Chances are, that bourbon you're drinking came from an industrial distillery in southern Indiana:
In just the last 10 years, the number of craft distilleries in this country has ballooned from around 100 to more than 1,400. That growth is a product of consumer demand, but it’s also due to the easing of state distillation laws and the availability of sourced whiskey from suppliers like MGP in Lawrenceburg, Indiana.
Templeton Rye — marketed as Al Capone’s favorite whiskey and proud product of Templeton, Iowa — is also distilled by MGP. Tincup Whiskey, a self-described “mountain whiskey” replete with commercials conjuring a frontiersman image and Rocky Mountain ethos, is mostly MGP, too.
Those brands aren’t alone in their Indiana provenance. Even super-premium brands like High West and Whistle Pig have sourced from MGP at some point in their respective histories. And the list goes on.

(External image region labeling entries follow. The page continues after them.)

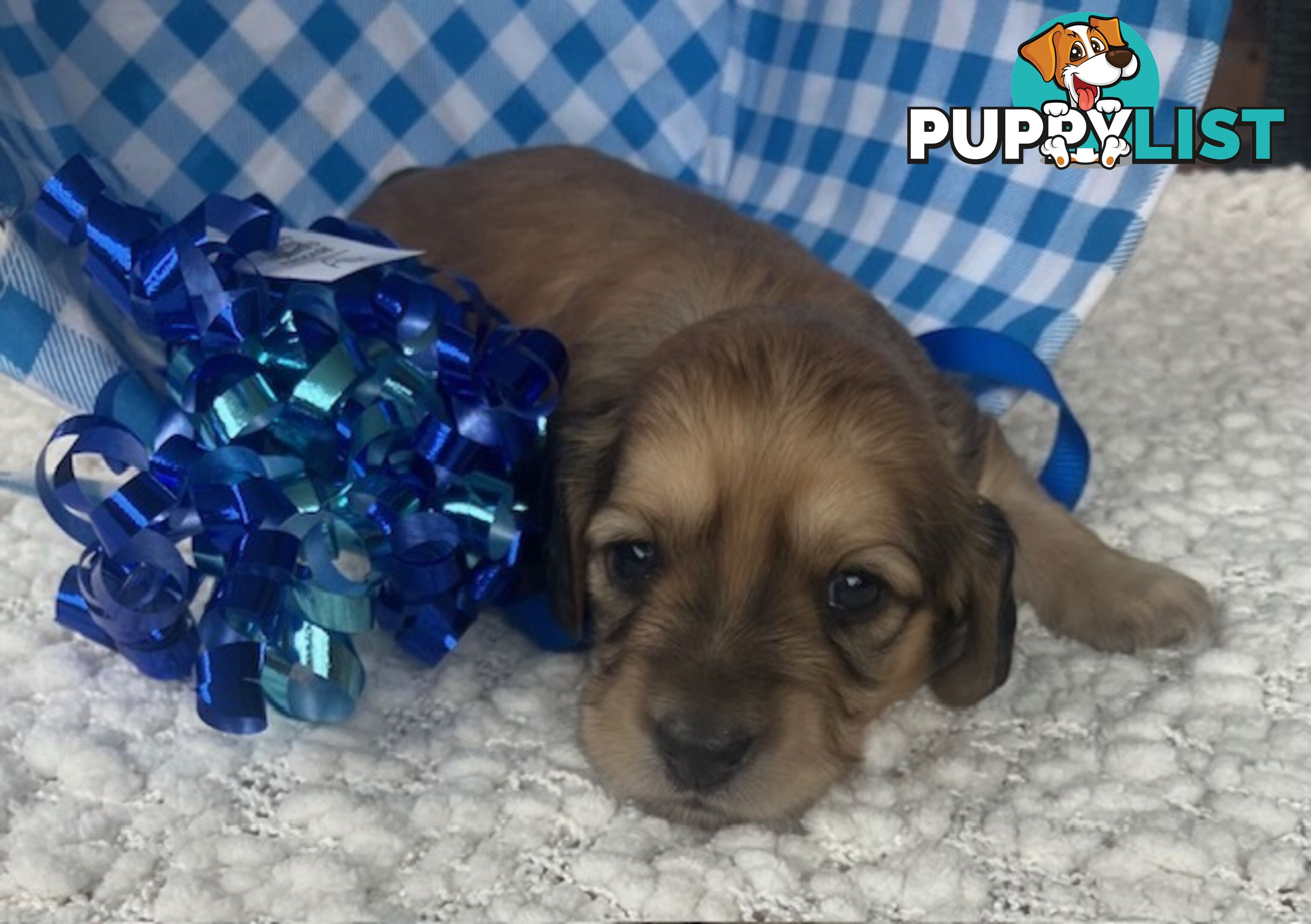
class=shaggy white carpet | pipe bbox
[0,170,1311,921]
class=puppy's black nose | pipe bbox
[654,716,755,793]
[1107,48,1134,67]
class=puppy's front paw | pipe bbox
[1038,549,1215,652]
[1101,135,1134,170]
[1038,135,1070,170]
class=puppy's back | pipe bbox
[355,147,859,344]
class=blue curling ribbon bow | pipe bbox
[36,157,573,734]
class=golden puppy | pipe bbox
[357,148,1210,824]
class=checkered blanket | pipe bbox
[0,0,1228,408]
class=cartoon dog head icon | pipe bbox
[1020,16,1138,111]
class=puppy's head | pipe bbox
[1020,16,1138,111]
[561,311,1015,824]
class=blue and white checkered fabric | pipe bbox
[0,0,1228,406]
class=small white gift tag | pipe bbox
[248,228,423,282]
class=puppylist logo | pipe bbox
[906,13,1284,170]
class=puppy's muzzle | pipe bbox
[651,711,757,793]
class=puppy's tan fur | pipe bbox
[357,148,1210,823]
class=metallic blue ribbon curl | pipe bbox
[36,157,573,734]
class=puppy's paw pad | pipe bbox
[1048,552,1215,652]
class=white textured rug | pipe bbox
[0,172,1311,921]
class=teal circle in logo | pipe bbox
[1011,12,1160,148]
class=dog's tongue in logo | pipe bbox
[1074,75,1101,111]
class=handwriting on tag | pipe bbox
[249,228,423,282]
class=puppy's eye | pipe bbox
[610,542,657,587]
[829,570,888,621]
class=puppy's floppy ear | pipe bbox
[547,391,623,638]
[932,498,1015,705]
[1088,16,1125,47]
[1020,22,1065,83]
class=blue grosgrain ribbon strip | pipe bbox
[36,157,570,733]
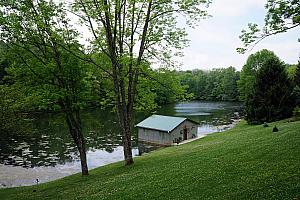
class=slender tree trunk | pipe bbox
[66,111,89,176]
[122,117,133,165]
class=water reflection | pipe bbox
[0,102,241,187]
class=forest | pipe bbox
[0,0,300,175]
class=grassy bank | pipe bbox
[0,121,300,199]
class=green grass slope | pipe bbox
[0,121,300,200]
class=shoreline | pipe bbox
[0,119,241,189]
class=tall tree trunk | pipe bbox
[66,110,89,176]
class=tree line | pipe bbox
[0,0,299,175]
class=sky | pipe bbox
[177,0,300,71]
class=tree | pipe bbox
[0,0,94,175]
[237,49,279,101]
[73,0,210,165]
[246,55,293,124]
[237,0,300,53]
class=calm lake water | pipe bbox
[0,101,241,187]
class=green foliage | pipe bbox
[293,106,300,120]
[180,67,239,101]
[0,121,300,200]
[135,68,190,111]
[294,61,300,87]
[237,49,279,101]
[246,58,294,124]
[0,85,32,137]
[237,0,300,53]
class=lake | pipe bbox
[0,101,242,187]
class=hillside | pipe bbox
[0,121,300,199]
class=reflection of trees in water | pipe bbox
[0,110,136,167]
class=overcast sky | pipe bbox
[179,0,300,70]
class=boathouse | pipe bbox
[136,115,199,146]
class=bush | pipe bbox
[246,55,294,124]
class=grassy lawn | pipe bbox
[0,121,300,200]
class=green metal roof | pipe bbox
[136,115,187,132]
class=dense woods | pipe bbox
[0,0,300,175]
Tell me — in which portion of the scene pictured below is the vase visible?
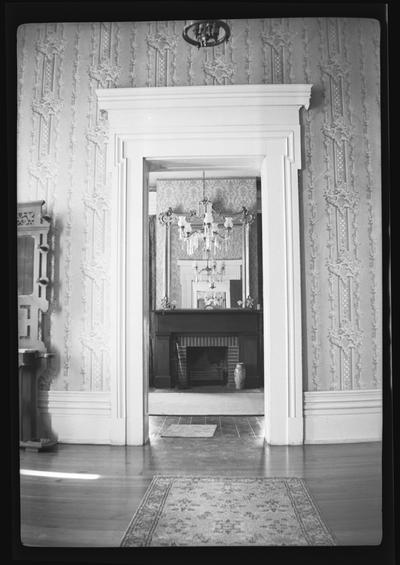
[233,363,246,390]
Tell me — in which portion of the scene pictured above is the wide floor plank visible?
[20,416,381,547]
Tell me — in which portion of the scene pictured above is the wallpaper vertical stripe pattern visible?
[17,18,382,391]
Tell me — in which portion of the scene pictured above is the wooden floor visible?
[20,417,381,547]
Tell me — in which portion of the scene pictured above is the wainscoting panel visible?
[38,391,111,444]
[304,390,382,443]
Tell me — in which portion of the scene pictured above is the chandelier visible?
[182,20,231,49]
[193,253,225,290]
[178,172,233,260]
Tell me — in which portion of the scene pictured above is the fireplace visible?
[186,347,228,386]
[153,309,263,388]
[175,335,239,388]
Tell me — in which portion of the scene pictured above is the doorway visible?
[97,84,311,445]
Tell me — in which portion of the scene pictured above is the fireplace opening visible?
[186,346,228,386]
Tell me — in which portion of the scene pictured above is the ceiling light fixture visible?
[182,20,231,49]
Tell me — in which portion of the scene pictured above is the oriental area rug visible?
[160,424,217,437]
[121,476,335,547]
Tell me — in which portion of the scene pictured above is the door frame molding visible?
[96,84,311,445]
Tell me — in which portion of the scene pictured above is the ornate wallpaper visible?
[156,178,258,308]
[17,18,382,391]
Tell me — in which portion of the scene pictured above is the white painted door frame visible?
[97,84,311,445]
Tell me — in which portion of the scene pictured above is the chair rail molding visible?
[304,389,382,443]
[96,84,311,445]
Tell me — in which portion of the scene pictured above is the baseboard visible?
[304,390,382,443]
[38,391,111,444]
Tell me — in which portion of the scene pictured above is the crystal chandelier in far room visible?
[178,172,233,260]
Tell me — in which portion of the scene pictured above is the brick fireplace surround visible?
[153,309,263,388]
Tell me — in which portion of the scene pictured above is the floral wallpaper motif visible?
[156,178,258,307]
[17,18,382,391]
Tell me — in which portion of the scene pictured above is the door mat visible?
[160,424,217,437]
[121,476,336,547]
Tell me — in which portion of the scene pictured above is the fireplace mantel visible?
[153,308,263,388]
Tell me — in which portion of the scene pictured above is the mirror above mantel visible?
[154,175,261,310]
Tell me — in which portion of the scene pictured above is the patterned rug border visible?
[160,424,217,439]
[120,474,338,548]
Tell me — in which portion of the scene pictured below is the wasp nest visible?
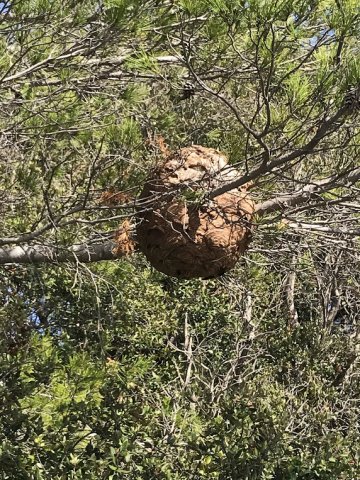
[136,145,254,278]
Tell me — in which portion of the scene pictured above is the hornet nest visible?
[136,145,254,278]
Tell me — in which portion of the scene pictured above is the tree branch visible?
[208,103,349,200]
[256,167,360,215]
[0,241,119,265]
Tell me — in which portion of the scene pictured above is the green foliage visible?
[0,0,360,480]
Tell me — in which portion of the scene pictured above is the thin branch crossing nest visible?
[136,145,254,278]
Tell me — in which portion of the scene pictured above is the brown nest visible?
[136,145,254,278]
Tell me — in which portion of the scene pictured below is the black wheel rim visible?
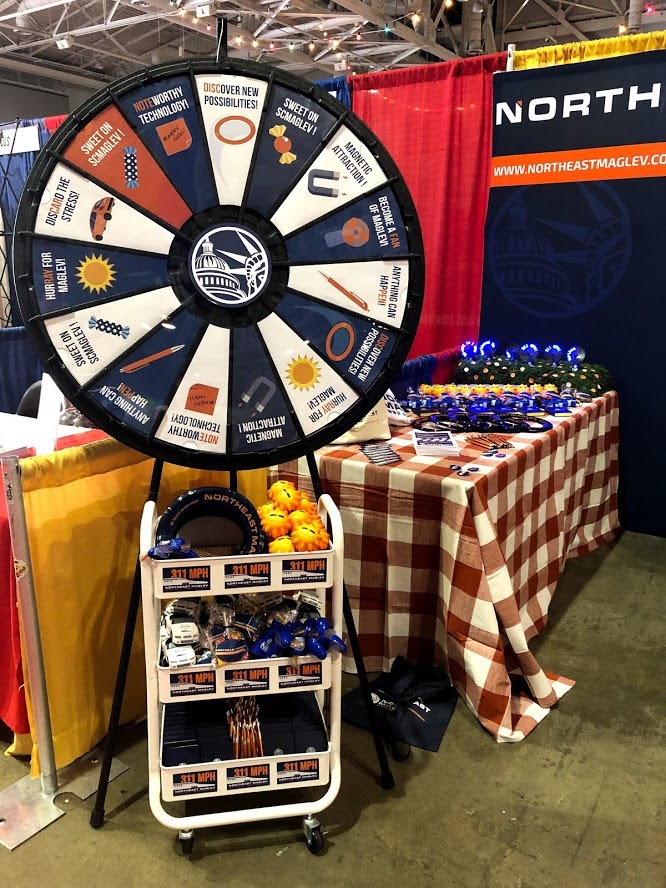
[14,60,424,469]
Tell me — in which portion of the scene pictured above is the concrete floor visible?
[0,534,666,888]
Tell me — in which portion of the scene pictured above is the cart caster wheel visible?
[389,740,412,762]
[305,826,324,854]
[178,829,194,857]
[379,771,395,789]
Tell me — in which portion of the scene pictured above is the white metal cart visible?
[140,494,344,854]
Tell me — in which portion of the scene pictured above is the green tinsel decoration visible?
[453,355,613,395]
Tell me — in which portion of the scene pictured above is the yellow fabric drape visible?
[16,440,266,776]
[513,31,666,71]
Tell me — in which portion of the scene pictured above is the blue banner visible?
[481,51,666,536]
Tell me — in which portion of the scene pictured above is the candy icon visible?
[268,124,296,163]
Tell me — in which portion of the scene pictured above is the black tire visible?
[305,826,324,854]
[155,487,266,555]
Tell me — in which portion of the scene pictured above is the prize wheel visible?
[14,60,424,469]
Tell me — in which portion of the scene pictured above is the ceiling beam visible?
[535,0,587,40]
[505,10,666,43]
[0,56,112,85]
[308,0,457,61]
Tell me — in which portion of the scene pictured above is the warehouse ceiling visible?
[0,0,666,89]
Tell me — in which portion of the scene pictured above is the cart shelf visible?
[157,651,330,703]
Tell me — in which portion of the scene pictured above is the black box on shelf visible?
[162,741,201,768]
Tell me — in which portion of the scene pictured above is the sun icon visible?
[76,253,116,293]
[287,356,319,392]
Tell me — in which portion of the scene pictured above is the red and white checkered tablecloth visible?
[279,392,619,742]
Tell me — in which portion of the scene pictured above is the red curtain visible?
[349,53,506,357]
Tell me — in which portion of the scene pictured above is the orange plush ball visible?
[291,522,329,552]
[268,481,301,512]
[289,509,313,531]
[268,537,295,554]
[299,493,317,515]
[261,506,291,540]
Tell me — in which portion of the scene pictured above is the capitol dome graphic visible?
[190,225,271,306]
[194,238,245,299]
[494,200,576,314]
[487,182,631,318]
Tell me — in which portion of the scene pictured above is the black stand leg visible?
[90,459,164,829]
[307,452,395,789]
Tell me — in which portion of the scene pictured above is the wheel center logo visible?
[190,225,271,307]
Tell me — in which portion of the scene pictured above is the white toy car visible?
[167,645,197,669]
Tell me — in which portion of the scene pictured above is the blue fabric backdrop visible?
[315,76,351,108]
[0,118,49,324]
[0,118,49,413]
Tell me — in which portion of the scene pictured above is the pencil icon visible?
[120,345,185,373]
[319,271,368,311]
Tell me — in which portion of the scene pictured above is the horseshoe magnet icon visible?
[238,376,275,413]
[308,170,340,197]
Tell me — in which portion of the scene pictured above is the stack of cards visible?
[361,444,402,466]
[412,431,460,457]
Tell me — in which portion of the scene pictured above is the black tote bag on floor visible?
[342,657,458,752]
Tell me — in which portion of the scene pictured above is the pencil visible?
[319,271,368,311]
[120,345,185,373]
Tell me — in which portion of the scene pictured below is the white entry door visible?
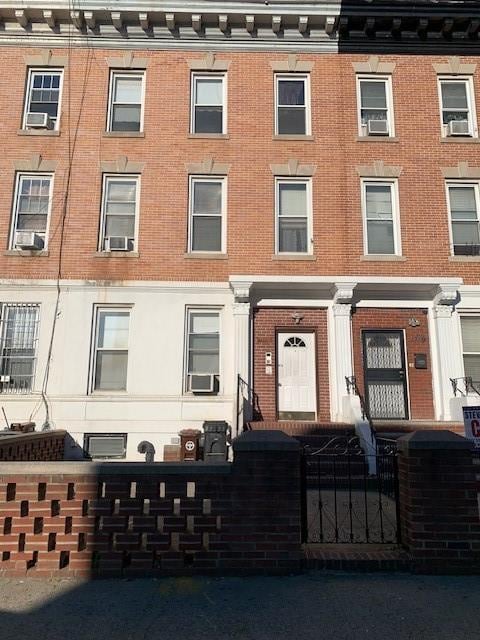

MGP isn’t a household name in bourbon, but it’s well known among industry insiders and connoisseurs. With distilling operations headquartered in the old Seagram’s Distillery in Lawrenceburg, Indiana, MGP is one of the largest whiskey sourcers in the industry.
So why do so few people know MGP’s name?
For one, it maintains strict confidentiality agreements with all of its customers; the purchasing brand only has to reveal MGP as its source if it wants to — an option many decline.
In addition, labeling regulations only require that the bottler list in which state the liquid was distilled — easily done in tiny print on the back of the bottle.
This is why I've got Trader Joe's $15 "Kentucky Bourbon" at home instead of $60 Whistle Pig. It's the same whiskey.
Single-malt Scotch, on the other hand, is by UK law exactly what it says on the bottle.